The high-end PDA that I and others like me use will most likely be replaced (in 3-7 years) by the UPC. An Ultraportable Personal Computer is about the size of a large handheld, but features laptop power. Current UPCs, like the Sony VAIO U series and the OQO, cost about $2000 and run Windows XP. I expect that price to come down eventually to the $500-$800 mark, depending on capability. I also expect a lot of these devices to run Palm OS for Linux, which is both cheaper than Windows and better suited for a smaller, pen-based screen. I also expect to see Palm OS for Linux on cheap ($500) 10 inch screen laptops designed for students and others on a tight budget. Palm OS for Linux opens the door to move the Palm Platform into desktop-class, if still mobile, computing.
I also expect to see Palm OS make a strong run into media players. Tapwave is already working on this by partnering with Virgin Music to reposition the Zodiac as less of a gaming console and more of an all-around entertainment console. With access to online music stores and a better interface for syncing and playing music, the Zodiac could carve out a nice chunk of that market even if it doesn't dethrone the iPod. But the bigger market in this space will be video players. Palm OS devices are ideally suited to this, already having access to players that support ASF, MPEG4, divx and other popular video formats. As PalmOne has proven with the T5, even Palm OS Garnet can support non-volatile storage (like hard drives) and it seems a no brainer for someone to make a Palm OS unit with a 30GB hard drive and take on Archos.
Garmin has done a pretty good job so far of using Palm OS to power a GPS handheld. This trend will continue, with the iQue and devices like it getting smaller and more affordable to average consumers. I'll also point out that Garmin tried their hand at a Windows Mobile version of the iQue, which didn't do as well in the marketplace as their Palm OS units. Turns out usability counts.
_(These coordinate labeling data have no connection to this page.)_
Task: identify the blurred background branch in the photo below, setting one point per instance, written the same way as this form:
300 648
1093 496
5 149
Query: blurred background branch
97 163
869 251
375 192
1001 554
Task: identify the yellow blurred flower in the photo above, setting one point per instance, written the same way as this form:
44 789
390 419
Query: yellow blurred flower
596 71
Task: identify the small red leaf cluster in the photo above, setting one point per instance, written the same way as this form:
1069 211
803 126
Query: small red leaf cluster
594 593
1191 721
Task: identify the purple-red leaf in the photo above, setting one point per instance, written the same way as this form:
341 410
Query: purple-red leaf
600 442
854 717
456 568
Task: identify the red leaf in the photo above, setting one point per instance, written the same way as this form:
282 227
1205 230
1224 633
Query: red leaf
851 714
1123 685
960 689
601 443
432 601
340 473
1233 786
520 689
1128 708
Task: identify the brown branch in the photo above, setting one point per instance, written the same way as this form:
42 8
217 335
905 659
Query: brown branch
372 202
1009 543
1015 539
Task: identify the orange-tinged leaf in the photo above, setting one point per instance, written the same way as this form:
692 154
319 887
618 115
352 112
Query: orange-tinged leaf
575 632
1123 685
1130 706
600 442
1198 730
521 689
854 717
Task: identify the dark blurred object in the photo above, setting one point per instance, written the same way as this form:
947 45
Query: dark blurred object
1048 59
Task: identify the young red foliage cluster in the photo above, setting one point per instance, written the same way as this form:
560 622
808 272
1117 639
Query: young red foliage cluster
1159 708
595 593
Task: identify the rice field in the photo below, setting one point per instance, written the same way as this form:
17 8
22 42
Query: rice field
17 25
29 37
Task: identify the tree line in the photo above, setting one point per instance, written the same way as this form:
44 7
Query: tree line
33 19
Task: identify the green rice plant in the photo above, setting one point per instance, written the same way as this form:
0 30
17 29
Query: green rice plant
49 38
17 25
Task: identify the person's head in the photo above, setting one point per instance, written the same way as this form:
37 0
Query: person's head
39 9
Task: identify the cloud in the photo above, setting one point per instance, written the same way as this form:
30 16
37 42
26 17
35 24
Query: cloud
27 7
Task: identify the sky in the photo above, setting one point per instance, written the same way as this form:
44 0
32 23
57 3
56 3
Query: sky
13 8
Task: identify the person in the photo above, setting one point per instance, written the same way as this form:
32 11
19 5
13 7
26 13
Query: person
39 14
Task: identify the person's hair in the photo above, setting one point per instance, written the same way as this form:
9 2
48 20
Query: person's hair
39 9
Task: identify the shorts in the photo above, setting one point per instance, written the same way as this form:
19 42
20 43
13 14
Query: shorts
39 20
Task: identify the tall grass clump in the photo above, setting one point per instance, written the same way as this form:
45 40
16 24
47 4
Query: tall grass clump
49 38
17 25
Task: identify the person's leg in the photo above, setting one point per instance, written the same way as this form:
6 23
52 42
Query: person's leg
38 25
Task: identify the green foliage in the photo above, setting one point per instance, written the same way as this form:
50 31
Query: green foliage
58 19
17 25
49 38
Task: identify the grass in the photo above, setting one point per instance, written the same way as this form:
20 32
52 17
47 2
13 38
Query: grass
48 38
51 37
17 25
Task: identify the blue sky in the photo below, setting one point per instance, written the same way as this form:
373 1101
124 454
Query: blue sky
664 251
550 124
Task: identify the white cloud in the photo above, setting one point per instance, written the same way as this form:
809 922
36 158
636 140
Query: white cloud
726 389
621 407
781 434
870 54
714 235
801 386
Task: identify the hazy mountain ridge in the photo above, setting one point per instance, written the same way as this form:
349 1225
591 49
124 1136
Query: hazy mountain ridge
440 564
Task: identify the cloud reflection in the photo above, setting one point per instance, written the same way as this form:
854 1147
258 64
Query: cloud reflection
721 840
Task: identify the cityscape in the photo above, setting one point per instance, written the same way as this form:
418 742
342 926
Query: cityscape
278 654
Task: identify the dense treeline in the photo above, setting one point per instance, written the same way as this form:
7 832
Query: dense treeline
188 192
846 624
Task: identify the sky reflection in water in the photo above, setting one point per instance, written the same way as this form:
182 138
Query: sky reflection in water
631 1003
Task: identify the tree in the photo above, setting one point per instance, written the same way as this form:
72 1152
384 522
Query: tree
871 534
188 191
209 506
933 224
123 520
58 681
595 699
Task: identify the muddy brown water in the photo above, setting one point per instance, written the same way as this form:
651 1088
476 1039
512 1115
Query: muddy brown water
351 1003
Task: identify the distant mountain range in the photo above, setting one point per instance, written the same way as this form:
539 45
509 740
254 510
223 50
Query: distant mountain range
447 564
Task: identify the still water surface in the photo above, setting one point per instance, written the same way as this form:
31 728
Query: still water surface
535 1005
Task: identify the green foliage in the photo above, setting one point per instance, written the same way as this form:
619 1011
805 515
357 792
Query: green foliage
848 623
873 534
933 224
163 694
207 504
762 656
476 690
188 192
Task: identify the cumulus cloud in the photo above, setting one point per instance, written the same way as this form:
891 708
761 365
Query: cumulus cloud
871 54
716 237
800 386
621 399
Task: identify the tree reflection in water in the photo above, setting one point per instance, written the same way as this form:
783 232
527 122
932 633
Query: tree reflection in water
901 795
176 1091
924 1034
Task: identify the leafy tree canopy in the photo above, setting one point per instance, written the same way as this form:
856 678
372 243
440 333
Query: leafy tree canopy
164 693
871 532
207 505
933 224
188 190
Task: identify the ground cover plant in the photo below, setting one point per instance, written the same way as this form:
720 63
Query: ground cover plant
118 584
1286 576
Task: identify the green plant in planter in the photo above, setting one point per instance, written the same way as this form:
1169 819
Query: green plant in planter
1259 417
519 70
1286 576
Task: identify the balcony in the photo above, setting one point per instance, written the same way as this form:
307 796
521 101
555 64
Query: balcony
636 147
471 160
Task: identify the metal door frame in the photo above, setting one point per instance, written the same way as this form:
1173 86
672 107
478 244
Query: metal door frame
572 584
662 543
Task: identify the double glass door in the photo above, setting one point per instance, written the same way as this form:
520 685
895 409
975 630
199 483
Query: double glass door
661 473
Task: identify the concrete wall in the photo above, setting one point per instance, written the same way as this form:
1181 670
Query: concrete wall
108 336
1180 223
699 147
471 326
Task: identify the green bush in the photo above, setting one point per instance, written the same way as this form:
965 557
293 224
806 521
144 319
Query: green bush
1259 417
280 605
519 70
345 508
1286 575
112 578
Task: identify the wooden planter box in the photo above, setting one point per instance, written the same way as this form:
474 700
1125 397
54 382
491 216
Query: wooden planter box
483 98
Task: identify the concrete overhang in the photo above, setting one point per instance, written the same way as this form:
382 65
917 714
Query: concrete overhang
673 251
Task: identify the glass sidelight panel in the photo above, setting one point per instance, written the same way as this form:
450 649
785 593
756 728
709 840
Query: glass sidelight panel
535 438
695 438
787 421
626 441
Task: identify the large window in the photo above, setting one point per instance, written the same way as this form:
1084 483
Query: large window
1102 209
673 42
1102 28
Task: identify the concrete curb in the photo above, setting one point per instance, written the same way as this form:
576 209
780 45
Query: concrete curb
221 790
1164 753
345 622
And that's really what it comes down to. The PDA isn't really dead, it's just evolving into new devices that both do what PDAs do and include new features that wouldn't have been possible or affordable just a few years ago. The Palm OS interface will bring elegant usability to devices that desperately need it (cell phones) and power new devices that challenge the iPod and laptop computers. Even if no one carries a "PDA" in five years, the future for Palm OS has never looked so bright.